Sekolah Diberi Masa Transisi 3 Tahun untuk Implementasi Kurikulum Merdeka
loading...
A
A
A
JAKARTA - Kemendikbudristek memberikan masa transisi tiga tahun bagi sekolah yang belum siap mengimplementasikan Kurikulum Merdeka . Ini juga berlaku untuk sekolah yang berada di daerah 3T.
Plt. Pusat Kurikulum dan Pembelajaran Kemendikbudristek Yogi Anggraena mengatakan, setelah Kurikulum Merdeka ditetapkan sebagai kurikulum nasional Kemendikbudristek memberikan masa transisi selama tiga tahun bagi sekolah yang belum siap baik di kota dan pelosok.

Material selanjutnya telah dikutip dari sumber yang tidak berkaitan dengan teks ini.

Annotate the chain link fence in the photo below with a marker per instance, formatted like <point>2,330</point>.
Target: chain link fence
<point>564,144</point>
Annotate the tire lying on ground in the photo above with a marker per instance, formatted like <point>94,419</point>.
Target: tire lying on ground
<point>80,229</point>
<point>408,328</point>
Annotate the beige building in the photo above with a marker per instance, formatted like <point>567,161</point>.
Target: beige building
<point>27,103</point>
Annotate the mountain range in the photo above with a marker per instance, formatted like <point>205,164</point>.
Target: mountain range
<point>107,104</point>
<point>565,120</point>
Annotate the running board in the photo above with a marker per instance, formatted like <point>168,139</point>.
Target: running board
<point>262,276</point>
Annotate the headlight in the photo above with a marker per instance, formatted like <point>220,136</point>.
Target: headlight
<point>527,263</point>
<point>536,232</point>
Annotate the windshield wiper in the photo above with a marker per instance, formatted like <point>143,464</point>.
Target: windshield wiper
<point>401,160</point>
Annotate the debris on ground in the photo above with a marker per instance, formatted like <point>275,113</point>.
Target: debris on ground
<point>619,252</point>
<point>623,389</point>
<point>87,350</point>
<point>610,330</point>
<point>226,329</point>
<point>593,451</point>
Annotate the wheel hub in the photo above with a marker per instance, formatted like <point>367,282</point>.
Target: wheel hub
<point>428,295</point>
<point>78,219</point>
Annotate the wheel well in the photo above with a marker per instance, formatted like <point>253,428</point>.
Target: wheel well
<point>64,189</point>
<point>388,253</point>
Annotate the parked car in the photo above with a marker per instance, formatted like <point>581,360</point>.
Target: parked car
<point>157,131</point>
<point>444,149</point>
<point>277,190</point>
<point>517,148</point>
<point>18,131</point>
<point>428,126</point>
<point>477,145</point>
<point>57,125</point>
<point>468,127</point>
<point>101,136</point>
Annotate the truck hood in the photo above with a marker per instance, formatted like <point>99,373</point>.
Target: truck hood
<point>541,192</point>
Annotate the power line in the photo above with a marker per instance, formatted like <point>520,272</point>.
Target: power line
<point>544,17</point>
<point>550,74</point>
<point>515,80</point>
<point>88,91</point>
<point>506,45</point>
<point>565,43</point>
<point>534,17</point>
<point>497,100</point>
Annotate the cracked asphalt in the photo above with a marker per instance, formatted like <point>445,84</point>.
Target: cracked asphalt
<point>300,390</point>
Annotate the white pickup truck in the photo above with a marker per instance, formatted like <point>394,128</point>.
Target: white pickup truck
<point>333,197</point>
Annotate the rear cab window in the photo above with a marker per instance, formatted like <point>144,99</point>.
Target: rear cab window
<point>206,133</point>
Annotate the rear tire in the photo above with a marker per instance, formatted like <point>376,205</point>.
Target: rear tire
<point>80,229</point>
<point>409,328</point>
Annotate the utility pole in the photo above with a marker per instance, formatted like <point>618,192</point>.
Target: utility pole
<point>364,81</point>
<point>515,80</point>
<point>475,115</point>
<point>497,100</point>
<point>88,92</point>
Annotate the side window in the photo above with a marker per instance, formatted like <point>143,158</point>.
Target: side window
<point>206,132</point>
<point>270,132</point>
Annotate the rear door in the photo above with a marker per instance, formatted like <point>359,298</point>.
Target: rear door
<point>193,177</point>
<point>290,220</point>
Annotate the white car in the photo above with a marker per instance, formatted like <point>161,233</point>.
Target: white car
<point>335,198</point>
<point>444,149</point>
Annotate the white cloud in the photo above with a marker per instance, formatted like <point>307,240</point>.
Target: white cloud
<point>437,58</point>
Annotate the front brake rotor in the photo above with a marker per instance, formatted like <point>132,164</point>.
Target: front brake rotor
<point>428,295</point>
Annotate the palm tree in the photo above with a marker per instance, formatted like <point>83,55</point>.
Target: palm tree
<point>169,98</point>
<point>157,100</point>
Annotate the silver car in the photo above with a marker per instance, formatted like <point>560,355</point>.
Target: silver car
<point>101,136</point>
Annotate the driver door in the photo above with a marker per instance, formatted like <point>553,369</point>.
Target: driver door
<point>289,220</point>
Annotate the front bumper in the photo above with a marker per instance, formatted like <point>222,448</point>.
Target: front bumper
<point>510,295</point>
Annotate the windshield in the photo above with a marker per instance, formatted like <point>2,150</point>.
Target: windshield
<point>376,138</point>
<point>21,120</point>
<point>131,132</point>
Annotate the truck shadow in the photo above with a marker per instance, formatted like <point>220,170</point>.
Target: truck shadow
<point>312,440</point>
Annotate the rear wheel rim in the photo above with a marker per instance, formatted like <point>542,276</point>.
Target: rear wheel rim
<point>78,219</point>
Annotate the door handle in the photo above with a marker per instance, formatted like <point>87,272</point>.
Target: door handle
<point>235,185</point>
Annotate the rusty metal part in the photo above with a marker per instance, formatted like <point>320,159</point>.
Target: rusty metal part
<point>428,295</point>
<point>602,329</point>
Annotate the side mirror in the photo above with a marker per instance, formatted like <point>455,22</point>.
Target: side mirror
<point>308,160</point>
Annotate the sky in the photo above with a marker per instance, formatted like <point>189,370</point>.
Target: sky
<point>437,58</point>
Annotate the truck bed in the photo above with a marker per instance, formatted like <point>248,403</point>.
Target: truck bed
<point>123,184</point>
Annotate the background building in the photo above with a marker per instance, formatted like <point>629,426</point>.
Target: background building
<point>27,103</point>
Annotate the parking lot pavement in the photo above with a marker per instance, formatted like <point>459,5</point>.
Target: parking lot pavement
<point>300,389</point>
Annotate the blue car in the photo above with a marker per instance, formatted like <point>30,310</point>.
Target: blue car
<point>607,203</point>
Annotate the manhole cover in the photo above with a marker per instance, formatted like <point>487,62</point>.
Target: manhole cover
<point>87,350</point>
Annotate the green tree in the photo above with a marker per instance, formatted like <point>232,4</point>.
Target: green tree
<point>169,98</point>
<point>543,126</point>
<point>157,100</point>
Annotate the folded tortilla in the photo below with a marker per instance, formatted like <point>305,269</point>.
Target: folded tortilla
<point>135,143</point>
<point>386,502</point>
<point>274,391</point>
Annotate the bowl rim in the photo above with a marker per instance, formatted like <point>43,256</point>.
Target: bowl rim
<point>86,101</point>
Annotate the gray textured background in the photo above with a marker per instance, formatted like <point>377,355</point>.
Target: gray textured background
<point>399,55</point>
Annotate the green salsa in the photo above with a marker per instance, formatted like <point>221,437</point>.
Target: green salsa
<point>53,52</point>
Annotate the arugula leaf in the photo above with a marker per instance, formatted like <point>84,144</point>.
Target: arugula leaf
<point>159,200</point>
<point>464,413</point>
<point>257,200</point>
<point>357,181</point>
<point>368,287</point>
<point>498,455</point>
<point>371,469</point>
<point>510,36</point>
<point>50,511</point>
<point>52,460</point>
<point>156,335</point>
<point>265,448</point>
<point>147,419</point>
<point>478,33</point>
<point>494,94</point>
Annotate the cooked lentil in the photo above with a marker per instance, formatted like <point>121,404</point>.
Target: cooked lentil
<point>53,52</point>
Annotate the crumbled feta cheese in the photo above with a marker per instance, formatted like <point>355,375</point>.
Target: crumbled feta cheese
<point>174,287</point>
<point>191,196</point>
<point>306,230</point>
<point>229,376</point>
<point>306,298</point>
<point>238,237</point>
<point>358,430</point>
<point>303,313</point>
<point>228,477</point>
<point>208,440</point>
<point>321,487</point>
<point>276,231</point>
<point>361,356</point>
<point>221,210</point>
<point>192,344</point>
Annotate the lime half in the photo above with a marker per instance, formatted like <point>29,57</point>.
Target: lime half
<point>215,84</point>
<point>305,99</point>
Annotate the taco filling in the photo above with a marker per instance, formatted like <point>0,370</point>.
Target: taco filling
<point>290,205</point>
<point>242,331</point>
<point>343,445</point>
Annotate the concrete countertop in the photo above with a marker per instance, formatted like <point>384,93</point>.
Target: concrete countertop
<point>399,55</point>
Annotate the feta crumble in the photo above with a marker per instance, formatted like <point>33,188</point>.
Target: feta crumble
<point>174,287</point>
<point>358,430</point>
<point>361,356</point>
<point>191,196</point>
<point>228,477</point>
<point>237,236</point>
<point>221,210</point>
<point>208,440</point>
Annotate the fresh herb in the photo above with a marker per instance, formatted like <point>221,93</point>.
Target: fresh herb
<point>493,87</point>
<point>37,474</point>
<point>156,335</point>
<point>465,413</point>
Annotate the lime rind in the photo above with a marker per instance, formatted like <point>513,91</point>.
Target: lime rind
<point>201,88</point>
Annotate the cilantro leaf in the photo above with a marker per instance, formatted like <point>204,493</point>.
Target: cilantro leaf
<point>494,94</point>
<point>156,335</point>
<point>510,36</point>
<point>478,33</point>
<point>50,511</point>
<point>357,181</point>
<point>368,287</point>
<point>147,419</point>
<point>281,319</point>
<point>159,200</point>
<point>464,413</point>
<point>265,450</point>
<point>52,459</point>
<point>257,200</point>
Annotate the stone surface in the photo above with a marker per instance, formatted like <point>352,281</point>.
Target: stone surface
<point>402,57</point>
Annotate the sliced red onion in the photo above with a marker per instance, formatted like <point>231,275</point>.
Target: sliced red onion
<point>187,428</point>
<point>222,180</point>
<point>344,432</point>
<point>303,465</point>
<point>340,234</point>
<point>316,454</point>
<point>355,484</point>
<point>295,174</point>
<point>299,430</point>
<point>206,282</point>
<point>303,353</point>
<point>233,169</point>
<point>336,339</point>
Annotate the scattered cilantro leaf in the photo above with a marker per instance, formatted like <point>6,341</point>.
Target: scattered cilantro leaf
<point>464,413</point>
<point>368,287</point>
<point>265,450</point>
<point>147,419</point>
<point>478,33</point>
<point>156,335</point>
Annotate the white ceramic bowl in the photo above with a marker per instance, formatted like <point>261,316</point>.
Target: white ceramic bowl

Baca juga: Tata Cara Pendaftaran Kurikulum Merdeka, Dibuka hingga 28 April 2024
"Biasanya setelah kebijakan dilaksanakan seluruh sekolah harus menerapkan. Tapi Kurikulum Merdeka ngga harus 100 persen tahun ini. Tetapi sesuai kesiapan sekolah," katanya di sela Sosialisasi Kurikulum Mereka, dalam keterangan resmi, Kamis (1/8/2024).
Yogi menjelaskan, Kemendikbudristek memberi masa transisi tiga tahun bagi sekolah yang masih menerapkan Kurikulum 2013 untuk beralih ke Kurikulum Merdeka.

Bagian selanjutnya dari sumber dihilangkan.